While the Biden Administration reviews how much student debt the president can cancel without Congress, this bill is modeled directly after the Biden-Sanders Unity Task Force proposal and the Plan for Education Beyond High School that President Biden campaigned on.
“In the 21st century, a free public education system that goes from kindergarten through high school is no longer good enough,” Sanders said. “The time is long overdue to make public colleges and universities tuition-free and debt-free for working families.”
The legislation if passed would guarantee tuition-free community college for all students, and allow students from families earning under $125,000 a year to attend public and/or minority-serving colleges and universities tuition-free and debt-free. The bill also allocates $10 billion annually to cover student support programs at minority-serving schools.

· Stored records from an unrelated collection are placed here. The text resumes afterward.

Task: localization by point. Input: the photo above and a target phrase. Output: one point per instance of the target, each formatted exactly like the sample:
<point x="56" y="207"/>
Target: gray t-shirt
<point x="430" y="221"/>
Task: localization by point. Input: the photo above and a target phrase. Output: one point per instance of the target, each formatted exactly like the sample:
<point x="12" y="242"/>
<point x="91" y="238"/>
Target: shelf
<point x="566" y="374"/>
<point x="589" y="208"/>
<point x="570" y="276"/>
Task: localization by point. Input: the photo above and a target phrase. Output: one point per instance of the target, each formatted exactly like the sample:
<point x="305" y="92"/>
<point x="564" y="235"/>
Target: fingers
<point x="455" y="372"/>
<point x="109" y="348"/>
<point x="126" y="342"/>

The College for All Act doubles the maximum Pell Grant to $12,990, allows students to use the money to cover living and non-tuition expenses, like books and housing, and expands grant eligibility to Dreamers. The legislation also triples federal TRIO and doubles GEAR UP funding to serve millions of additional low-income students, students with disabilities, and first-generation college students in their pursuit of a higher education.

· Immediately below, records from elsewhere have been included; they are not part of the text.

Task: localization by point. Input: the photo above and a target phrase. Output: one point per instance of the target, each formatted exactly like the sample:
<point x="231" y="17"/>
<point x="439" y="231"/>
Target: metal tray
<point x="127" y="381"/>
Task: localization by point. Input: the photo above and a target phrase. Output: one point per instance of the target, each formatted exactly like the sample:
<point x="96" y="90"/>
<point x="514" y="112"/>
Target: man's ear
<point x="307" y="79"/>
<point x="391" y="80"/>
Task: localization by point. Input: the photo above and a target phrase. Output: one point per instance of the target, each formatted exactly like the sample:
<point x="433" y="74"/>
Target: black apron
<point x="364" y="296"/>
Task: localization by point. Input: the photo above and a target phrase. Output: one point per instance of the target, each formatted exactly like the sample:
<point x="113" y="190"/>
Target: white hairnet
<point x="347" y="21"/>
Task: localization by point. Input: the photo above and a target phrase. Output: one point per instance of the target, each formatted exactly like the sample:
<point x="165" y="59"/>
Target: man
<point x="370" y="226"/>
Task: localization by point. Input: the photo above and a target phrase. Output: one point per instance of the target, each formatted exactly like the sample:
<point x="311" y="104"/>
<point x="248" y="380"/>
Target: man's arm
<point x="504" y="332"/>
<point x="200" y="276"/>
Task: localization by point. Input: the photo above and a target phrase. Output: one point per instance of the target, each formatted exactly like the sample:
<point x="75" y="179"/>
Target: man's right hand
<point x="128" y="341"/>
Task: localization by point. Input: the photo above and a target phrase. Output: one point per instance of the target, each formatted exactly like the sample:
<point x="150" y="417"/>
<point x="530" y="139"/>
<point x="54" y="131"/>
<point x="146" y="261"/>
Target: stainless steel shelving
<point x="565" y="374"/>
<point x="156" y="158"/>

The federal government’s share of the cost of eliminating tuition and fees at public institutions is set at 75% with states paying the remainder. But the legislation also includes an automatic stabilizer to increase that share to 90% in the case of an economic downturn.
The College for All Act is paid for by the Tax on Wall Street Speculation Act, also being reintroduced today by Sen. Sanders, that puts a tax of 0.5% on stock trades, a 0.1% fee on bonds, and a 0.005% fee on derivatives. The tax would raise up to $2.4 trillion over the next decade. Rep. Barbara Lee will be reintroducing the companion for the tax legislation in the House of Representatives.
The bill is cosponsored in the Senate by Sens. Elizabeth Warren (D-Mass.), Alex Padilla (D-Calif.), Chris Murphy (D-Conn.), Kirsten Gillibrand (D-N.Y.), Patrick J. Leahy (D-Vt.), Jeff Merkley (D-Ore.) and Edward Markey (D-Mass.) and endorsed by more than 100 organizations.